The American dream will always be to own a home, but there’s a new variation on that standard: the dream of owning your own vacation home. Airbnb has revolutionized the world of vacation rentals, giving everyday homeowners an easy and relatively risk-free way to take advantage of the short-term rental market. Add to that the Florida tax-break and there’s little to no reason not to buy a vacation home.
If one of your dreams is to buy a home and then rent it out short-term, then there are some things you’ll need to know before taking the plunge. An ideal vacation home typically doesn’t look exactly like a typical permanent residence, so you’ll want to make sure you’re considering all the potential pitfalls and maximizing return on your investment.
Buy a rentable home
If you aren’t going to be living in your new home in your favorite vacation spot year-round, short-term rentals are the best way to have frequent access to your home.

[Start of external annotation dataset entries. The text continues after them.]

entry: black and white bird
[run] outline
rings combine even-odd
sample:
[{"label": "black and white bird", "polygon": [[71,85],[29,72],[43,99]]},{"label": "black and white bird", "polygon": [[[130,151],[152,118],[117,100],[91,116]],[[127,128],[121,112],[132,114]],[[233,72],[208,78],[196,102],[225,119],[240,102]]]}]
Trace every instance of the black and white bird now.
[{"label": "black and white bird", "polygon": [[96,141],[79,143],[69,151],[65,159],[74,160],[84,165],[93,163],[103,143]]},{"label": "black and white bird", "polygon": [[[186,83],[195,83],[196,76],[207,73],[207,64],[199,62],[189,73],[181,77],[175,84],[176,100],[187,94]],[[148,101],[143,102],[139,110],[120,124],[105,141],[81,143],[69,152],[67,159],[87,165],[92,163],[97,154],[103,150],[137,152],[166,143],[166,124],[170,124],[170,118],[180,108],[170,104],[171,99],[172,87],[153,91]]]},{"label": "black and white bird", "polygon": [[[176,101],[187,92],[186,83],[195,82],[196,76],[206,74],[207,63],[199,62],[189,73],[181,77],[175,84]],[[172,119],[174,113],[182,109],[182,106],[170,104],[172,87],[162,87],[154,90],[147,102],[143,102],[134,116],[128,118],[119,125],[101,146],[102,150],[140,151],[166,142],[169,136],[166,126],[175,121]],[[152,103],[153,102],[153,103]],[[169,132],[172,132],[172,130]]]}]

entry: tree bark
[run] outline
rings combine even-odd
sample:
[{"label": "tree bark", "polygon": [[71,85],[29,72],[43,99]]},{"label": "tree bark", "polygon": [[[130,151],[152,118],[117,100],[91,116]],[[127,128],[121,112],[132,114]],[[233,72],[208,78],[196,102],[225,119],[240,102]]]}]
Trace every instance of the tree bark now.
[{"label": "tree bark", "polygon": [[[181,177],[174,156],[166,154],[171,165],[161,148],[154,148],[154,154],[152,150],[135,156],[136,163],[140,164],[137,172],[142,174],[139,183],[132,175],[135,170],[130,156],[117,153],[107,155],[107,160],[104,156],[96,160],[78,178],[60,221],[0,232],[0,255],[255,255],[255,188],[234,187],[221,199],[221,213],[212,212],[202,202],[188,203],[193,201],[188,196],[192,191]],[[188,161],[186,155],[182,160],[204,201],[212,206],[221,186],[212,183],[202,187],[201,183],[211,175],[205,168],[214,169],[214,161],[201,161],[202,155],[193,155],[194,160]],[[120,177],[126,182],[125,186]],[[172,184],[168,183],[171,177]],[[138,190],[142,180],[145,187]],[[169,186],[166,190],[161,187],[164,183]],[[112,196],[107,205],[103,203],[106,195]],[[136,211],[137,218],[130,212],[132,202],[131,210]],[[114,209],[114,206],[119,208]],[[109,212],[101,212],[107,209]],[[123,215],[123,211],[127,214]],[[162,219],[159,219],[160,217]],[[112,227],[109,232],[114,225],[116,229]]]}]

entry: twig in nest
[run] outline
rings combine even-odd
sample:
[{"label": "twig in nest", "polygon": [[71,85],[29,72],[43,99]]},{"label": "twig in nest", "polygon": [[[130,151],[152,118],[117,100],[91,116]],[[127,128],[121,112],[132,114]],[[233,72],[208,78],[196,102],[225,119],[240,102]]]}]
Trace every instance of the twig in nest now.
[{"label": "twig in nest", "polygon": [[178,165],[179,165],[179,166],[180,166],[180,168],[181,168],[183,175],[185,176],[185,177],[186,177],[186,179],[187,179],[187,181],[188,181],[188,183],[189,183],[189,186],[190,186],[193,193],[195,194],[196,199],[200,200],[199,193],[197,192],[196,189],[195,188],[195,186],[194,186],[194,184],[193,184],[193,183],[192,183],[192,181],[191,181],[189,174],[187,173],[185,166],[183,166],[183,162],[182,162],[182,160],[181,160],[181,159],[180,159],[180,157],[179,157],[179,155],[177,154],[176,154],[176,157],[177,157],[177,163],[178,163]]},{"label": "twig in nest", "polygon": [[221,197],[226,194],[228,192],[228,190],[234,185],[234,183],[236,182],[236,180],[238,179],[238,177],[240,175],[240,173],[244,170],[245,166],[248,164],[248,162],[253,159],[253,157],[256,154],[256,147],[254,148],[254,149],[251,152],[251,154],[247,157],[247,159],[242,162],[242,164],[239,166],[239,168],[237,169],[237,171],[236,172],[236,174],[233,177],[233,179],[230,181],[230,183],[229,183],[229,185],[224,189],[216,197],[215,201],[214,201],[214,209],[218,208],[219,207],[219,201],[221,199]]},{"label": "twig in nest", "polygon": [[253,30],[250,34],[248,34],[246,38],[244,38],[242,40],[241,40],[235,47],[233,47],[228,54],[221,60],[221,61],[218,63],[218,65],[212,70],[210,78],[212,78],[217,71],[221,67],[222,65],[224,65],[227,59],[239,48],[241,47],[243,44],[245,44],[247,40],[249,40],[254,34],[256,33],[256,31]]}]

But every area is a little bit different so you’ll want to do some research and make sure that short-term rentals are allowed in the place you want to buy.
In addition to local laws and guidelines, it’s not a bad idea to look up similar-sized homes nearby on Airbnb or VRBO to get a feel for the short-term rental standards. Some communities have a more upscale feel than others, and you’ll want your property to look just as polished as the competition, so ask yourself how much work it would take to get the home up to local standards when you’re walking around with a real estate agent.
And always pay close attention to the basics (like plumbing and electricity) when it comes to a vacation home. It can be difficult to maintain a vacation home because there isn’t tenant continuity, and if a pipe bursts on an offseason, you might not know about it for days or possibly weeks. The best way to avoid a problem like that is to buy a place that is already in good to excellent condition and then do appropriate maintenance.
… But be careful about relying on rental income
The problem with counting on short-term rental income is that you really don’t know what to expect. Vacation spots that have seasonal “rushes” will be pretty busy during the months when people want to visit, but if you don’t plan for the downtime, you could wind up financially pinched.
Or are you buying at a price peak and that the home’s value will decline instead of appreciating after you buy it? These are great questions to consult with your agent.
Understand the taxes
You can deduct mortgage interest on your second home (although recent tax changes that affect mortgage interest deductions apply to second homes, too, so this has changed for high-end properties between $750,000 and $1 million in sales price). And there are other tax advantages, but you’ll need to make sure you’re following all the rules.
One of those rules concerns how long you can spend in your vacation home: You can only occupy it for two weeks or 10 percent of total rental days (whichever is greater). That could be as much as a month in an area with constant short-term rental turnover, but don’t surpass that two-week occupation timeframe if you aren’t certain that you won’t be penalized.
And if you rent your vacation home out for more than 15 days a year, then you’ll need to claim that income with the IRS and pay taxes on it, including some taxes you might not have considered (lodging tax and tourist tax come to mind).
Don’t forget the ‘hidden’ costs
On top of the typical homeowners’ insurance and property taxes in addition to the mortgage, there are other costs of owning a vacation home. Insurance is usually more expensive, for a start; insurers figure that someone occupying a property is going to be more likely to find and fix a potentially big problem before it escalates than an absentee owner, and they charge accordingly.
Speaking of a potentially big problem while you’re away, have you thought about who’s going to watch and maintain the home for you? Vacant homes are more attractive for certain crimes, too, so you might want to invest in some light timers and regular pop-ins from a local to make sure everything is safe.
And you’ll need to maintain the utilities at the home even when you’re not there, and possibly get the lawn mowed and the flowers watered, too. There could be homeowners’ association (HOA) dues, specific local taxes, and other expenses involved.
Talk to somebody who owns a vacation home in the area, an experienced real estate agent, or both to get a full rundown of the costs of vacation homeownership that haven’t pinged your radar.
Now that you’ve seriously considered all the potential costs, you can set a realistic price range for a vacation home that’s within your means. Talk to professionals (like us!) to nail down what is a smart investment for you.
Remember: There’s no substitute for experience
Before you choose a vacation rental property, you need to find the right community. That will differ according to both your tastes and your budget.
And above all, make sure it’s a place you love. The stresses of owning a second home are not insubstantial, and the whole point is to make sure you have an escape and feel refreshed and relaxed when you get there. Some of that is going to hang on the individual home, of course, but quite a bit is contingent on the neighbors and community. Choose a place with people and a lifestyle that you enjoy and wouldn’t mind living for a portion of the year, and get a feel for the recreational activities and challenges of living there. It will make you a better vacationer and a better vacation home-owner when the time comes.